When Quicker isn't Quicker
Sometimes, a quick and easy programming language like Ruby might not be so quick and easy. Sometimes, C may be easier. Sometimes, you might complete a task faster with C than with your favorite scripting language.
I’ve long been a proponent of scripting languages. In particular, I’ve enjoyed learning and using Ruby. So when I was inspired to program a boggle solver as a code kata, I naturally reached for this nice shining tool in my toolchest. Solving the problem was fairly easy. It took me almost 3 hours to get the code working correctly and reading cleanly. I was fairly happy with the experience, but I felt it had gone slower than expected. The solution was also quite slow. To find all the words made out of non-repeating paths on a 4x4 grid of letters, the script takes about 10 seconds. Then, about two weeks later, I went to our second code dojo event at Oslo XP meetup. Inspired by the programming there, I decided I wanted to implement boggle in C to see how fast I could get it to run. C would also force me to implement the data structure for the dictionary more directly, instead of using the Ruby built in classes. Since I had just been practicing test-driven development, I decided to program the solution test-first, which is a bit tricky with an algorithm like this. I expected this to take a little longer, but I thought it would be a fun challenge. So, what happened? First, the solution took me 1.5 hours to implement (half the time!). Of course, being C, it ran in about 0.5 seconds instead of Ruby’s ten seconds. The experience has left me puzzled: Why was it so much easier for me to implement the C solution? Some possible explainations:
- Having thought about the problem before, maybe it was quicker to solve it the second time around? Actually, I had thought about the problem a bit before. I solved it first in C# about four years ago, and I already had a working algorithm that I basically wrote down when I started.
- Having a more powerful language, I became more ambitious? This is a very likely component. The Ruby solution is able to read a list of files describing the board as command line arguments or by reading from standard input. Not wanting to do anything that wasn’t needed, the C program is much less fancy. It just reads a file with a hardcoded name from the current working directory.

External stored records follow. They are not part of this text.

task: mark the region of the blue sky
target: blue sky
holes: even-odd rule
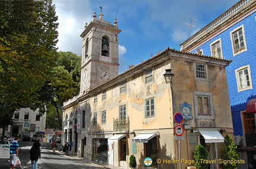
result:
[[[94,12],[111,23],[117,19],[119,73],[148,60],[159,51],[180,50],[190,35],[237,3],[238,0],[53,0],[59,23],[59,51],[82,53],[80,34]],[[194,25],[190,29],[184,22]],[[98,18],[98,17],[97,17]]]

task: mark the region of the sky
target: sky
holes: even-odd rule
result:
[[[59,24],[59,51],[82,54],[85,22],[104,18],[119,33],[119,73],[167,47],[180,50],[180,44],[239,0],[53,0]],[[185,24],[187,23],[187,24]],[[190,27],[187,24],[193,25]]]

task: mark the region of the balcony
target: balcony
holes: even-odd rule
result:
[[[128,132],[129,131],[130,121],[129,118],[114,119],[114,131]]]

- Having a more powerful language, I spent more time reading the documentation. This was certainly true. Most high level languages have a lot of useful standard library classes. Sticking to plain old C made me able to focus on the problem instead of the tools I could use to solve it. As it turns out, a struct isn’t that much harder of a dictionary representation than a struct-implemented tree.
- Programming test-first, I kept my focus on the task at hand. I wrote a small, but critical set of unit tests for C, which in Ruby, I just played around it until it worked. The test-driven approach is much more effective (for me, anyway)!
The next day, I wrote a Ruby script that reorganized 25 Java modules implemented in Maven and updated all the configuration. This was actually much less painful than I expected. It just goes to show that there is such a thing as the right tool for the job. My conclusion from this is that there’s much more to effective coding than choosing an effective language. Staying focused on the task at hand is the single most effective productivity enhancement technique I know. Stay away from extra functionality (“gold plating”) and fancy tools, and write your acceptance criteria as tests before you start with a task.
Comments:
[Stein Kåre Skytteren] - Aug 13, 2007
What is your “performance” in Java?
Johannes Brodwall - Aug 16, 2007
Now everybody wants me to code? Okay, I promise that I’ll sit down some time and redo the problem in Ruby and also in Java (it’s actually an interesting proposition)
[Sverre H. Huseby] - Aug 9, 2007
Try implementing it in Ruby again.
Domain Names - Aug 19, 2009
Why use Java? I didn’t find anything that I couldn’t write in BASIC!